BCR-ABL1 transcript levels (International Scale [IS]) at 3 months correlated with complete cytogenetic response (CCyR) by 24 months. Patients with BCR-ABL1 (IS) of > 1% to ≤ 10% at 3 months with nilotinib had higher cumulative incidence of CCyR by 24 months than patients with BCR-ABL1 (IS) of > 10% (53% v 16%). BCR-ABL1 (IS) at 3 months predicted major molecular response (MMR) by 24 months. Cumulative incidence of MMR by 24 months for patients with BCR-ABL1 (IS) of > 0.1% to ≤ 1%, > 1% to ≤ 10%, and > 10% was 65%, 27%, and 9%, respectively.
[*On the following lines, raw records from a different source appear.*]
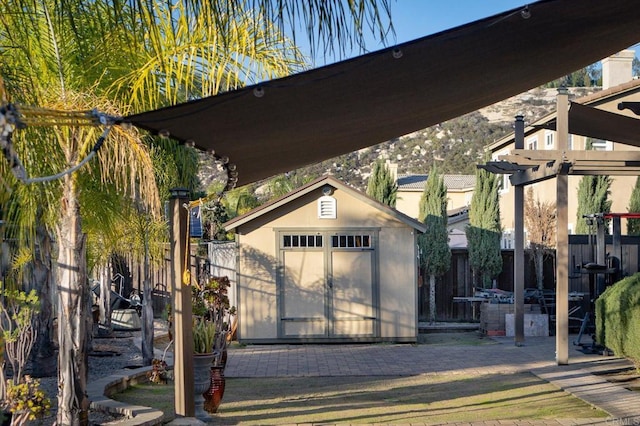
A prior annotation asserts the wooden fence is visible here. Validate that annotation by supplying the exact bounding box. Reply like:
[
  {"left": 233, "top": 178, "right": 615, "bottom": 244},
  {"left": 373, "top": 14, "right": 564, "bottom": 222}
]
[{"left": 418, "top": 235, "right": 640, "bottom": 321}]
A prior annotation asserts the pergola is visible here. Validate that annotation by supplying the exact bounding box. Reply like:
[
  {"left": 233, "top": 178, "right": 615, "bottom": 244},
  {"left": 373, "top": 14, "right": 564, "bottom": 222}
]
[
  {"left": 122, "top": 0, "right": 640, "bottom": 416},
  {"left": 478, "top": 95, "right": 640, "bottom": 364}
]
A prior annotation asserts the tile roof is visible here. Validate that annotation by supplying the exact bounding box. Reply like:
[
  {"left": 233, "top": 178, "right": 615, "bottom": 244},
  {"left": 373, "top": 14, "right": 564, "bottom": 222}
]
[{"left": 398, "top": 175, "right": 476, "bottom": 191}]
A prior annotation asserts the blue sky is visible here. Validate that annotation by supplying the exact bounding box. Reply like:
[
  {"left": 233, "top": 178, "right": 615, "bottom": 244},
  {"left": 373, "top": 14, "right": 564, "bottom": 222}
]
[{"left": 304, "top": 0, "right": 637, "bottom": 66}]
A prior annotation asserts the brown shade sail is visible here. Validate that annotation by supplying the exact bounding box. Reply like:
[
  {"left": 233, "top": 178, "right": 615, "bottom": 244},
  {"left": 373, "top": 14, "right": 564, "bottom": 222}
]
[{"left": 123, "top": 0, "right": 640, "bottom": 185}]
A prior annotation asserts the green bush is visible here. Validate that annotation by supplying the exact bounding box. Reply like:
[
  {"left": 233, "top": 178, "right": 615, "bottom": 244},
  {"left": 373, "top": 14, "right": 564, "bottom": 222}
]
[{"left": 595, "top": 273, "right": 640, "bottom": 366}]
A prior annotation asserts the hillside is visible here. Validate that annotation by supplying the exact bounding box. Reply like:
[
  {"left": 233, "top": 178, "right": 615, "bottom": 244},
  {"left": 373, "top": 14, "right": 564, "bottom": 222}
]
[{"left": 201, "top": 87, "right": 597, "bottom": 190}]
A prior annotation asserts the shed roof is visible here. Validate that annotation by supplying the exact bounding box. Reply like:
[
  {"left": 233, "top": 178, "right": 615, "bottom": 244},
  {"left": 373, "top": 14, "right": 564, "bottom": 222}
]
[
  {"left": 223, "top": 176, "right": 427, "bottom": 232},
  {"left": 122, "top": 0, "right": 640, "bottom": 185}
]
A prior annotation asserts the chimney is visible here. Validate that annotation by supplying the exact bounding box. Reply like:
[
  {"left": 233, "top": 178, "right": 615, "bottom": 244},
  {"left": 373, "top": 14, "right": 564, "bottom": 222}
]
[
  {"left": 602, "top": 50, "right": 636, "bottom": 90},
  {"left": 386, "top": 160, "right": 398, "bottom": 181}
]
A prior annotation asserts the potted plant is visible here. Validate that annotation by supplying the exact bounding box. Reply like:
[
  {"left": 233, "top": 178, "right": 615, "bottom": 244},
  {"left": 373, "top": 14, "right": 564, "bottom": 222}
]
[
  {"left": 193, "top": 318, "right": 216, "bottom": 420},
  {"left": 0, "top": 283, "right": 51, "bottom": 425},
  {"left": 193, "top": 275, "right": 235, "bottom": 413}
]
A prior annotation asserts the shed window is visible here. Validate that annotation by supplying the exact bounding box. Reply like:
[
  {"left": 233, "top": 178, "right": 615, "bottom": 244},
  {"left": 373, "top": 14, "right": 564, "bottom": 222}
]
[
  {"left": 318, "top": 195, "right": 337, "bottom": 219},
  {"left": 282, "top": 234, "right": 322, "bottom": 248},
  {"left": 331, "top": 235, "right": 371, "bottom": 248}
]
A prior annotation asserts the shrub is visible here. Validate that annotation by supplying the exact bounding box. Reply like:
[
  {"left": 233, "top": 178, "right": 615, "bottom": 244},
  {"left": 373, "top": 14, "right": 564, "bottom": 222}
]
[{"left": 595, "top": 273, "right": 640, "bottom": 366}]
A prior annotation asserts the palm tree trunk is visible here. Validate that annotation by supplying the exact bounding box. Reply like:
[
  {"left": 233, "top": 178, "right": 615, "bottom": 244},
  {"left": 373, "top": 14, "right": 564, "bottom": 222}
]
[
  {"left": 57, "top": 176, "right": 90, "bottom": 426},
  {"left": 429, "top": 274, "right": 436, "bottom": 324},
  {"left": 142, "top": 226, "right": 153, "bottom": 365}
]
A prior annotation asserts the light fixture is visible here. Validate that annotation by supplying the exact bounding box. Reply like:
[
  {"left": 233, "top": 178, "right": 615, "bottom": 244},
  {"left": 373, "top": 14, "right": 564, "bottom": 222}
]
[
  {"left": 322, "top": 185, "right": 333, "bottom": 197},
  {"left": 253, "top": 86, "right": 264, "bottom": 98}
]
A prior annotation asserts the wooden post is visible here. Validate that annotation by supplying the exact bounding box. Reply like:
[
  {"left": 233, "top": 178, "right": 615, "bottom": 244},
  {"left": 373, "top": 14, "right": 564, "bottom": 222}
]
[
  {"left": 556, "top": 87, "right": 569, "bottom": 365},
  {"left": 513, "top": 115, "right": 524, "bottom": 346},
  {"left": 169, "top": 188, "right": 195, "bottom": 417}
]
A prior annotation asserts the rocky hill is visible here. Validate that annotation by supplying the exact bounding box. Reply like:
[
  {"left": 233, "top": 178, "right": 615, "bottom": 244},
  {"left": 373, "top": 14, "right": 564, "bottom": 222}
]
[{"left": 201, "top": 87, "right": 597, "bottom": 190}]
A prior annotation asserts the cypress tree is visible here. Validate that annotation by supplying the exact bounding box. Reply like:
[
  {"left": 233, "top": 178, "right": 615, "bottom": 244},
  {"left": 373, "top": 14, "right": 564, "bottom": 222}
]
[
  {"left": 367, "top": 160, "right": 398, "bottom": 208},
  {"left": 465, "top": 165, "right": 502, "bottom": 288},
  {"left": 576, "top": 176, "right": 611, "bottom": 234},
  {"left": 627, "top": 176, "right": 640, "bottom": 235},
  {"left": 418, "top": 166, "right": 451, "bottom": 323}
]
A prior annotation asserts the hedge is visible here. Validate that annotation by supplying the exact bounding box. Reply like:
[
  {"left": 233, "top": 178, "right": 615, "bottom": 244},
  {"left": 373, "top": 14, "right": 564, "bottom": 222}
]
[{"left": 595, "top": 273, "right": 640, "bottom": 366}]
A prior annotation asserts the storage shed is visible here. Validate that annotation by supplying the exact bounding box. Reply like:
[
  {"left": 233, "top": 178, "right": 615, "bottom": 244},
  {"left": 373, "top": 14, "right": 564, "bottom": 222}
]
[{"left": 225, "top": 176, "right": 425, "bottom": 343}]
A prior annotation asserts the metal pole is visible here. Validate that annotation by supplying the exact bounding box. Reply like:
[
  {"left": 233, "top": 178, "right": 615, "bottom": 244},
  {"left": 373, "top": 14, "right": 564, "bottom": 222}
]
[
  {"left": 169, "top": 188, "right": 195, "bottom": 417},
  {"left": 556, "top": 87, "right": 569, "bottom": 365},
  {"left": 513, "top": 115, "right": 524, "bottom": 346}
]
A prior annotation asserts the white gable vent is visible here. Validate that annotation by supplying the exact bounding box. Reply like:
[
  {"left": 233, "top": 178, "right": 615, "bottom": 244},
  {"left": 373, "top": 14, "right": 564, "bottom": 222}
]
[{"left": 318, "top": 195, "right": 337, "bottom": 219}]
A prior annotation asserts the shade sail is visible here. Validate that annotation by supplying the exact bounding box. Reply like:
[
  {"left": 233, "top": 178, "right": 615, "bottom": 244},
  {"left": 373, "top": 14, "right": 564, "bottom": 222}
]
[
  {"left": 539, "top": 102, "right": 640, "bottom": 147},
  {"left": 124, "top": 0, "right": 640, "bottom": 185}
]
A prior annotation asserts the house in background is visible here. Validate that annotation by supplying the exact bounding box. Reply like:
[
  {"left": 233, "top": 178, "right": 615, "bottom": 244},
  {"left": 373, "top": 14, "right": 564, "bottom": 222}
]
[
  {"left": 225, "top": 176, "right": 425, "bottom": 343},
  {"left": 488, "top": 50, "right": 640, "bottom": 248},
  {"left": 390, "top": 171, "right": 476, "bottom": 248}
]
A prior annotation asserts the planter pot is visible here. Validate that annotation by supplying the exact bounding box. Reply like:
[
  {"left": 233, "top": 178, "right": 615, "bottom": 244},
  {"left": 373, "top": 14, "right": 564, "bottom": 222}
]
[
  {"left": 193, "top": 353, "right": 214, "bottom": 421},
  {"left": 203, "top": 365, "right": 225, "bottom": 413},
  {"left": 0, "top": 411, "right": 13, "bottom": 426}
]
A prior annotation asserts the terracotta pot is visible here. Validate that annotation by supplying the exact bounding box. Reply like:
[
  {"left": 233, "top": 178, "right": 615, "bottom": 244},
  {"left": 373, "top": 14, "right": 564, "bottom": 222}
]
[
  {"left": 193, "top": 353, "right": 214, "bottom": 421},
  {"left": 203, "top": 365, "right": 226, "bottom": 413}
]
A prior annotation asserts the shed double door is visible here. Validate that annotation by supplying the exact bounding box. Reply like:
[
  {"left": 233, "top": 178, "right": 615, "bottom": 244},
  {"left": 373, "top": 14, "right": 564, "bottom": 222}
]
[{"left": 278, "top": 232, "right": 378, "bottom": 339}]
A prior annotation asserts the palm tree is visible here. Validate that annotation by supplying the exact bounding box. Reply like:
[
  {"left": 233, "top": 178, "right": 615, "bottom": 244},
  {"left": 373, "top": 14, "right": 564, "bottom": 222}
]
[{"left": 0, "top": 0, "right": 388, "bottom": 424}]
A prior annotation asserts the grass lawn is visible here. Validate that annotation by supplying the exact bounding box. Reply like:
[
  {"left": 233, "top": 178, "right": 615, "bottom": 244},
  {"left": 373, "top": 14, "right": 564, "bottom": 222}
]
[
  {"left": 113, "top": 333, "right": 607, "bottom": 424},
  {"left": 114, "top": 373, "right": 607, "bottom": 424}
]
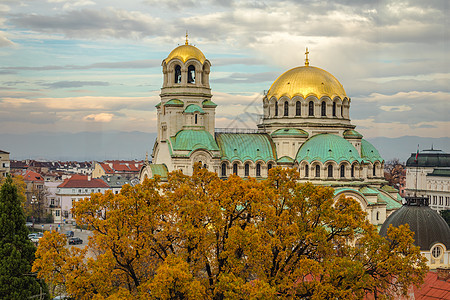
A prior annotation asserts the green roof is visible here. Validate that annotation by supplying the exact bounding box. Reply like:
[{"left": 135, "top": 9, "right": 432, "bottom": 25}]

These differences were observed for patients with or without baseline BCR-ABL1 mutations and for those with imatinib resistance or intolerance. Estimated event-free survival (EFS) rates at 24 months decreased with higher transcript levels at 3 months; patients with BCR-ABL1 (IS) of ≤ 1% had an estimated 24-month EFS rate of 82%, compared with 70% for patients with BCR-ABL1 (IS) of > 1% to ≤ 10% and 48% for patients with BCR-ABL1 (IS) of > 10%.


Patients with BCR-ABL1 (IS) of > 10% at 3 months had a lower cumulative incidence of CCyR and MMR and lower rates of EFS versus patients with BCR-ABL1 (IS) of ≤ 10%. Prospective studies may determine whether close monitoring or alternative therapies are warranted for patients with minimal initial molecular response.